Artificial intelligence-assisted ultrasound screening for breast cancer in China: a prospective, clustered, controlled, population-based study.
Authors
Affiliations (9)
Affiliations (9)
- Department of Cancer Prevention, Fudan University Shanghai Cancer Center, Department of Oncology, Shanghai Medical College, Fudan University, 270 Dong'an Road, Shanghai, 200032, China.
- Department of Ultrasound, Fudan University Shanghai Cancer Center, Department of Oncology, Shanghai Medical College, Fudan University, 270 Dong'an Road, Shanghai, 200032, China.
- Department of Ultrasound, Shanghai Pudong New Area Health Care Hospital for Women and Children, Shanghai, 201200, China.
- Shanghai Hongkou District Maternal and Child Health Care Center, 76 Balin Road, Shanghai, 200437, China.
- Department of Cancer Control and Prevention, Shanghai Pudong New Area Center for Disease Control and Prevention, Shanghai, 200136, China.
- Tangqiao Community Health Service Center, Pudong New Area, 131 Pujian Road, Shanghai, 200127, China. [email protected].
- Shanghai Hongkou District Maternal and Child Health Care Center, 76 Balin Road, Shanghai, 200437, China. [email protected].
- Department of Ultrasound, Fudan University Shanghai Cancer Center, Department of Oncology, Shanghai Medical College, Fudan University, 270 Dong'an Road, Shanghai, 200032, China. [email protected].

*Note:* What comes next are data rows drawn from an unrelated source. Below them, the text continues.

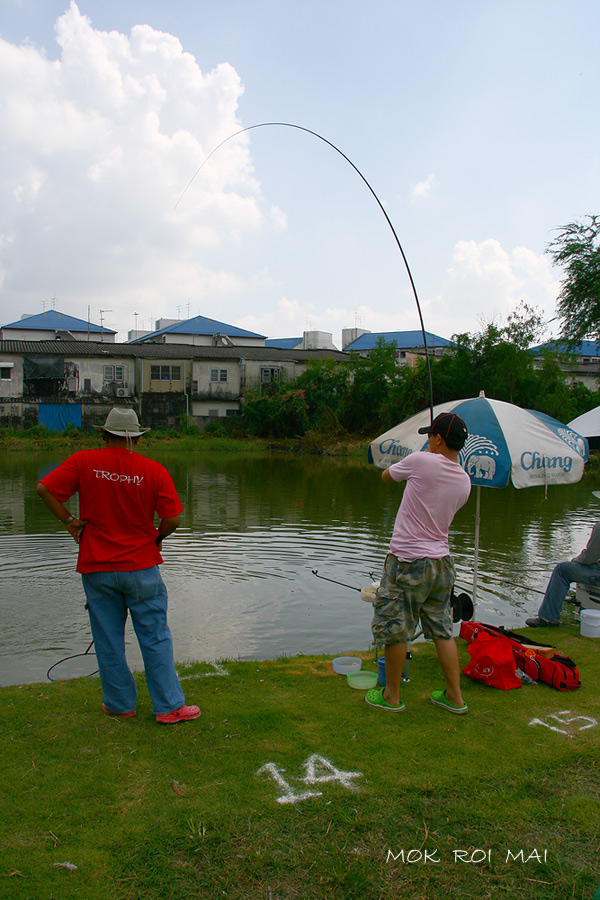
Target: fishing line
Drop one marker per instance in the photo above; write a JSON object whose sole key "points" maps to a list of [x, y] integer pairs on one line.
{"points": [[67, 658], [379, 203]]}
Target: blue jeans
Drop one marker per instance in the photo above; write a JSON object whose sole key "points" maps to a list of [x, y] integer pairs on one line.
{"points": [[560, 582], [110, 595]]}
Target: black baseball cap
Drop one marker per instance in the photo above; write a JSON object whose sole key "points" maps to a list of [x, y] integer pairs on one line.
{"points": [[449, 426]]}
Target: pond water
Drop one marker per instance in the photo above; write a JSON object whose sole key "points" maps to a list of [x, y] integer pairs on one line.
{"points": [[240, 569]]}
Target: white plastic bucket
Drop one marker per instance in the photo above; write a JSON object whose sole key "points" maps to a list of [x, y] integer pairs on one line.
{"points": [[590, 623]]}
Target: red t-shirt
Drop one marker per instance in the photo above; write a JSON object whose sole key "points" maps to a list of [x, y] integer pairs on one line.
{"points": [[119, 493]]}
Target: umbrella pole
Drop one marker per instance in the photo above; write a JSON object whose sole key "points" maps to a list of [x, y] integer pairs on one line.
{"points": [[476, 554]]}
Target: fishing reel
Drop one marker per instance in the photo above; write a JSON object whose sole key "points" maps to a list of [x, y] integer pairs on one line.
{"points": [[462, 607]]}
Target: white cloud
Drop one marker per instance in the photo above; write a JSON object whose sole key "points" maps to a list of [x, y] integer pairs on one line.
{"points": [[98, 146], [423, 188], [485, 283]]}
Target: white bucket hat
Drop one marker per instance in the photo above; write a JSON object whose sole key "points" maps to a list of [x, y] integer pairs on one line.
{"points": [[122, 422]]}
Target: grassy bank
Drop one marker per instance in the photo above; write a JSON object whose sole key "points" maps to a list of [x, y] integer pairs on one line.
{"points": [[501, 803], [39, 438]]}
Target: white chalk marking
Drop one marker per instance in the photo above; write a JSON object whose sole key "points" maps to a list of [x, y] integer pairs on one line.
{"points": [[317, 770], [566, 717], [288, 795], [328, 772]]}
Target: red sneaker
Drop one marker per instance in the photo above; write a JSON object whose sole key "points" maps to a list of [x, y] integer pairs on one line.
{"points": [[120, 715], [183, 714]]}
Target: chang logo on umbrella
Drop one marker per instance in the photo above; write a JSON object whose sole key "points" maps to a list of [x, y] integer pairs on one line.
{"points": [[477, 457], [573, 440]]}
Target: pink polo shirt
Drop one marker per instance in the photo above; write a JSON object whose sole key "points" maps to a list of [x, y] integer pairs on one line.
{"points": [[436, 488]]}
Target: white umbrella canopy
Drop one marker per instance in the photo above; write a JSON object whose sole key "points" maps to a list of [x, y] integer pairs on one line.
{"points": [[505, 443]]}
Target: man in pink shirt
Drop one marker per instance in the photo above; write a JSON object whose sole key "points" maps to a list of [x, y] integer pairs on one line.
{"points": [[418, 573]]}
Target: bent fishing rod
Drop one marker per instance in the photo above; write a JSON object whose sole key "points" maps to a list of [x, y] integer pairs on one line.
{"points": [[372, 191]]}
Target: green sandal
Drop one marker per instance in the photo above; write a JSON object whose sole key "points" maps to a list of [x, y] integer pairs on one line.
{"points": [[439, 698], [374, 697]]}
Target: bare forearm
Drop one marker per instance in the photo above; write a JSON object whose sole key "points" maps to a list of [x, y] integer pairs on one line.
{"points": [[73, 525], [168, 526]]}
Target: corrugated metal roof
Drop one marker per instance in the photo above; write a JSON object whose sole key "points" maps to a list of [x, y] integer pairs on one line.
{"points": [[199, 325], [404, 340], [162, 351], [584, 348], [283, 343], [51, 320]]}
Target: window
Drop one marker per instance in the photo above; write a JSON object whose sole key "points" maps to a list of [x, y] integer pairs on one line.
{"points": [[165, 373], [114, 373], [267, 375]]}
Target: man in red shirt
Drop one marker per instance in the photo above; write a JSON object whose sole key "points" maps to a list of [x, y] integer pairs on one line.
{"points": [[119, 554]]}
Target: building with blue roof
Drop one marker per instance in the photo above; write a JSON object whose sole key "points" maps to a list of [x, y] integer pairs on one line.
{"points": [[578, 362], [201, 331], [284, 343], [409, 344], [54, 325]]}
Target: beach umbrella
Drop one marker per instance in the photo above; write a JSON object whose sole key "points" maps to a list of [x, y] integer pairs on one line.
{"points": [[505, 443]]}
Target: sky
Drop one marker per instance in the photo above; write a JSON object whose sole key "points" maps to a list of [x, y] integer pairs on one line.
{"points": [[130, 190]]}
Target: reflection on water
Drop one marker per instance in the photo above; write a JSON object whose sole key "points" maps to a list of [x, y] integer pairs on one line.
{"points": [[240, 570]]}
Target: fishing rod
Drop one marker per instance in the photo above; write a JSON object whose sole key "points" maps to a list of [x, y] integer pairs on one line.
{"points": [[462, 605], [370, 188], [67, 658]]}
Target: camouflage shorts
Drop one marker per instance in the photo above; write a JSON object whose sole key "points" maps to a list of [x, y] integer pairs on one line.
{"points": [[411, 590]]}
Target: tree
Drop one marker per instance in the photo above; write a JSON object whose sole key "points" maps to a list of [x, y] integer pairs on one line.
{"points": [[577, 250]]}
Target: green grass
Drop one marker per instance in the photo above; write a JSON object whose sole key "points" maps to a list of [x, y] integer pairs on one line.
{"points": [[149, 811]]}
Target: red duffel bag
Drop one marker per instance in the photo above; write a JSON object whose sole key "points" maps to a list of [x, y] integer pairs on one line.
{"points": [[492, 662]]}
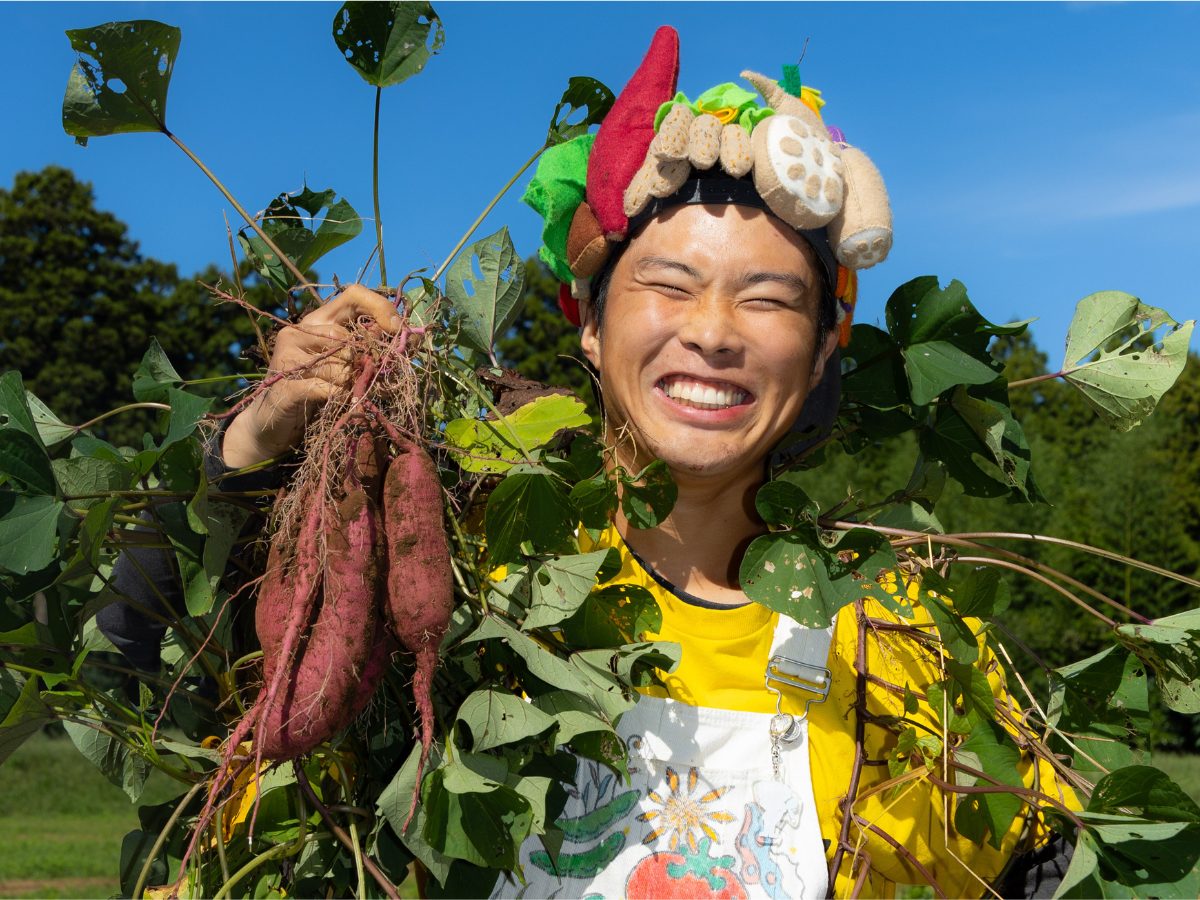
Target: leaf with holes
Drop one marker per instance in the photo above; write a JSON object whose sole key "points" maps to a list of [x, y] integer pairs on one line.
{"points": [[586, 94], [484, 286], [1119, 361], [388, 43], [119, 84], [305, 225]]}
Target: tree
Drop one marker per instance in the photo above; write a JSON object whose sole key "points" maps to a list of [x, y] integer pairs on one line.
{"points": [[82, 303]]}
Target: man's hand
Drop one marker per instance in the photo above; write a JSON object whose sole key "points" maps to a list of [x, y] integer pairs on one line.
{"points": [[317, 357]]}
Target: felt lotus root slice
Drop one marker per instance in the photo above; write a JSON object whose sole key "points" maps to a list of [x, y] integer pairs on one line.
{"points": [[797, 171]]}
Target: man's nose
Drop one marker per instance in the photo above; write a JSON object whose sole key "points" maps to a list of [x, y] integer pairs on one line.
{"points": [[711, 328]]}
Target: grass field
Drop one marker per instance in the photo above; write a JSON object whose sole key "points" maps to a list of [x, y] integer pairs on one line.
{"points": [[61, 822]]}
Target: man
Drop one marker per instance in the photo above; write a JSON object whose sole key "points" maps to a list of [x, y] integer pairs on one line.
{"points": [[709, 303]]}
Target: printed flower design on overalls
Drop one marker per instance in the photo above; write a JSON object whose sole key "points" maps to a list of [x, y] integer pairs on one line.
{"points": [[682, 815]]}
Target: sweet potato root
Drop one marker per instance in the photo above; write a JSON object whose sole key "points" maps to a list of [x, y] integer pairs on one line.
{"points": [[420, 583]]}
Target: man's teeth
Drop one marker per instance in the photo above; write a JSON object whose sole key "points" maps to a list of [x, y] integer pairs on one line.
{"points": [[703, 395]]}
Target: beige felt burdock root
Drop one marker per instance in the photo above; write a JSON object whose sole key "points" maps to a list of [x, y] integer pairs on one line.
{"points": [[861, 226], [862, 233]]}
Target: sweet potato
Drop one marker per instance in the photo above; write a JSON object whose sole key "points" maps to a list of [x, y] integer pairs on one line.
{"points": [[420, 583], [318, 691]]}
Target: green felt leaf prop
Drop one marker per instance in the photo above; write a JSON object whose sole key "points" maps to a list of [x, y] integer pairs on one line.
{"points": [[388, 42], [119, 84], [484, 285], [1117, 361]]}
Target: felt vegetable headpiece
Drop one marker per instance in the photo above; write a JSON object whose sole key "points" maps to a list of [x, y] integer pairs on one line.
{"points": [[657, 149]]}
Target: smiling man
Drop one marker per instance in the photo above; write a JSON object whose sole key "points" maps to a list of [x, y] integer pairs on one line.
{"points": [[708, 252]]}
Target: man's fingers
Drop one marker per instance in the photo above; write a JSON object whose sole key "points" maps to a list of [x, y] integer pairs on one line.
{"points": [[354, 301]]}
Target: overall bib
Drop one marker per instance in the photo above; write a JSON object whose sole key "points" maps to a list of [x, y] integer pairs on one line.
{"points": [[719, 802]]}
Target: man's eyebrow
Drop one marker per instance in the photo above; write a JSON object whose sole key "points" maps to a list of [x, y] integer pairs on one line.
{"points": [[787, 279], [665, 263]]}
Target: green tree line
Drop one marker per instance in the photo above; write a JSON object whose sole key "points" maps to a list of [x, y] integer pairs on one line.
{"points": [[81, 305]]}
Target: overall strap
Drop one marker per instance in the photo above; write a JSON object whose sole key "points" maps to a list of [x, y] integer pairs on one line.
{"points": [[799, 659]]}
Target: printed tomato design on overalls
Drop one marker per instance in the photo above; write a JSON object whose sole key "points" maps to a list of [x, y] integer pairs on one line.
{"points": [[687, 874]]}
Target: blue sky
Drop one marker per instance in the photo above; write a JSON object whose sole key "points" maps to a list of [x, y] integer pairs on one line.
{"points": [[1037, 153]]}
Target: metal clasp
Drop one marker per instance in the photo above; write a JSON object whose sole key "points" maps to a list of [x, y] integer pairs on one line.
{"points": [[796, 673]]}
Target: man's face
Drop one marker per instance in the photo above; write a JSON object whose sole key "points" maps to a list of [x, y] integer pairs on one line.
{"points": [[708, 346]]}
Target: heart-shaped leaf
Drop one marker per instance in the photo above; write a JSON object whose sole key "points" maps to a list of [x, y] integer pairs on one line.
{"points": [[120, 82], [388, 43]]}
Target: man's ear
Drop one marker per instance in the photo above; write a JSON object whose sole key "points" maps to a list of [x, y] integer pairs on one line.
{"points": [[589, 334], [823, 353]]}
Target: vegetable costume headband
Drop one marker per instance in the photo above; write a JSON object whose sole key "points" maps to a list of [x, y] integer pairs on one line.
{"points": [[654, 141]]}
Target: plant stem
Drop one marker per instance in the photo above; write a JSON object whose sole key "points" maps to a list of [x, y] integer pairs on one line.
{"points": [[111, 413], [139, 887], [250, 220], [376, 873], [1029, 573], [375, 185], [1035, 379], [483, 215]]}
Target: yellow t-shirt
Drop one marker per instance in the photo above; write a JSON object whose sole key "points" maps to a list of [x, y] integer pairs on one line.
{"points": [[724, 657]]}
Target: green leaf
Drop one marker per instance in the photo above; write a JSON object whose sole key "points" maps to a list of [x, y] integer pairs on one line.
{"points": [[595, 501], [795, 574], [155, 376], [119, 84], [582, 93], [292, 222], [23, 461], [874, 370], [648, 498], [483, 828], [1115, 360], [573, 714], [394, 804], [783, 503], [497, 718], [616, 615], [1008, 450], [936, 366], [85, 474], [921, 311], [1171, 647], [990, 815], [484, 285], [1146, 792], [388, 42], [22, 712], [15, 412], [559, 586], [28, 532], [528, 505], [527, 427], [958, 639], [186, 413], [119, 765], [51, 429], [1103, 705]]}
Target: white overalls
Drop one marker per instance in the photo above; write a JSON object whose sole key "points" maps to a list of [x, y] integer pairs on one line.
{"points": [[719, 802]]}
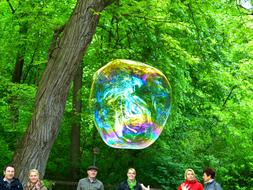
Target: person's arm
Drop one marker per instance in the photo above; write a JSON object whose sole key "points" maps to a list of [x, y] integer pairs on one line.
{"points": [[144, 188], [102, 187], [78, 186], [217, 186]]}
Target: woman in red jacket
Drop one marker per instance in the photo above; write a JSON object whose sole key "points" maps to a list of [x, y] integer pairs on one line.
{"points": [[190, 183]]}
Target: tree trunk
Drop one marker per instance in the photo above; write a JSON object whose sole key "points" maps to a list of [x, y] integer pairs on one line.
{"points": [[33, 151], [76, 123]]}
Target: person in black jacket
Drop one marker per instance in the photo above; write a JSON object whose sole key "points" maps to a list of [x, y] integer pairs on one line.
{"points": [[8, 181], [131, 183]]}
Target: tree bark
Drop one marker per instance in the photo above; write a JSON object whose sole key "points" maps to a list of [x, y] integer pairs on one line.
{"points": [[76, 123], [33, 151]]}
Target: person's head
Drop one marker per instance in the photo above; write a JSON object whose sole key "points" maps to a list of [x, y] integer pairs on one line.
{"points": [[33, 176], [208, 174], [131, 174], [9, 172], [189, 174], [92, 172]]}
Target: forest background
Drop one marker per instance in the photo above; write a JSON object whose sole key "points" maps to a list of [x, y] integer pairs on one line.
{"points": [[204, 48]]}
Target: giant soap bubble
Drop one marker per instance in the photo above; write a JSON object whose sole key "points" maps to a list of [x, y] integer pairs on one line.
{"points": [[131, 102]]}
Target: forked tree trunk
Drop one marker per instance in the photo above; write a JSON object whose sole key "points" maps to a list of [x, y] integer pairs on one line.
{"points": [[76, 123], [33, 151]]}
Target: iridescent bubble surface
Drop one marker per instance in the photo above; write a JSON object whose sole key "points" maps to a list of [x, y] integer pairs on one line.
{"points": [[131, 102]]}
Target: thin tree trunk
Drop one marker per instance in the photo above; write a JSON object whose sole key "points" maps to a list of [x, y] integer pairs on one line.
{"points": [[76, 123], [33, 151]]}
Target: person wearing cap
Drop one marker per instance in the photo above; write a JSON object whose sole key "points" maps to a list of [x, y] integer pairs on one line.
{"points": [[131, 183], [90, 182]]}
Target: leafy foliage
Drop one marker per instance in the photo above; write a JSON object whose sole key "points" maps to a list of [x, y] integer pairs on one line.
{"points": [[203, 47]]}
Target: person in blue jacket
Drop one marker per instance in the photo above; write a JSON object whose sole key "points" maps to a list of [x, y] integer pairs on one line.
{"points": [[8, 181]]}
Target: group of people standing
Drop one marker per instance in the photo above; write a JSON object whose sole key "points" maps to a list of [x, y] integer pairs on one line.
{"points": [[10, 182], [91, 183], [191, 182]]}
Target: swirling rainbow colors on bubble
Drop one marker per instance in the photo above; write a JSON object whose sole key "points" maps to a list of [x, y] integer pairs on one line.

- Department of Cancer Prevention, Fudan University Shanghai Cancer Center, Department of Oncology, Shanghai Medical College, Fudan University, 270 Dong'an Road, Shanghai, 200032, China. [email protected].
Abstract
Breast cancer Mammography (MAM) screening was proven to improve survival worldwide. However, younger patients with higher breast density made MAM less effective in China. It is necessary to establish Chinese-specific effective screening strategies. This study aims to explore the efficacy of artificial intelligence (AI)-assisted ultrasound breast cancer screening in China. Eligible participants were those aged 35-69 years and were attending the Chinese "Two Cancer (breast and cervical cancer) Screening" program. Two districts were selected as cluster to receive either AI-assisted ultrasound screening or routine ultrasound screening. We obtained data on cancer diagnosis through active follow-up and linkage with municipal cancer registry. The primary outcome was improved screening sensitivity enabling the detection of more true-positive cases. This study is registered at ClinicalTrials.gov under the number NCT06521788 (Initial Release Date: 07/22/2024). A total of 21,790 individuals in two districts were included in this study, with 8,736 participants in Hongkou district receiving AI-assisted ultrasound screening and 13,054 in Pudong district undergoing routine ultrasound screening. Of the 21,790 screened participants, 232 (10.7‰) tested positive, with AI detecting similar positivity rates compared to routine screening (12.2‰ vs. 9.6‰, P = 0.07). After one year of follow-up, 49 participants were diagnosed with breast cancer: 30 were screen-detected cancers, and 19 were interval cancers. The AI group demonstrated a significantly higher screening sensitivity (75%, 95% CI 54.8-88.6) compared to the routine group (42.8%, 95% CI 22.6-65.6). AI-assisted screening identified more breast cancers than the routine screening group (AI: 21 of 8736; routine: 9 of 13,054, P = 0.001). However, there was no significant difference between the two groups in terms of interval cancer detection (AI: 7 of 8736; routine: 12 of 13,054, P = 0.789). Furthermore, the proportion of early-stage cancers among screen-detected cases was significantly higher in the AI group (95.2%, 20/21) than in the routine group (88.9%, 8/9; p < 0.001). AI-assisted ultrasound screening significantly increases the detection rate of early breast cancers. Trial registration This study is registered at ClinicalTrials.gov under the number NCT06521788 (Initial Release Date: 07/22/2024).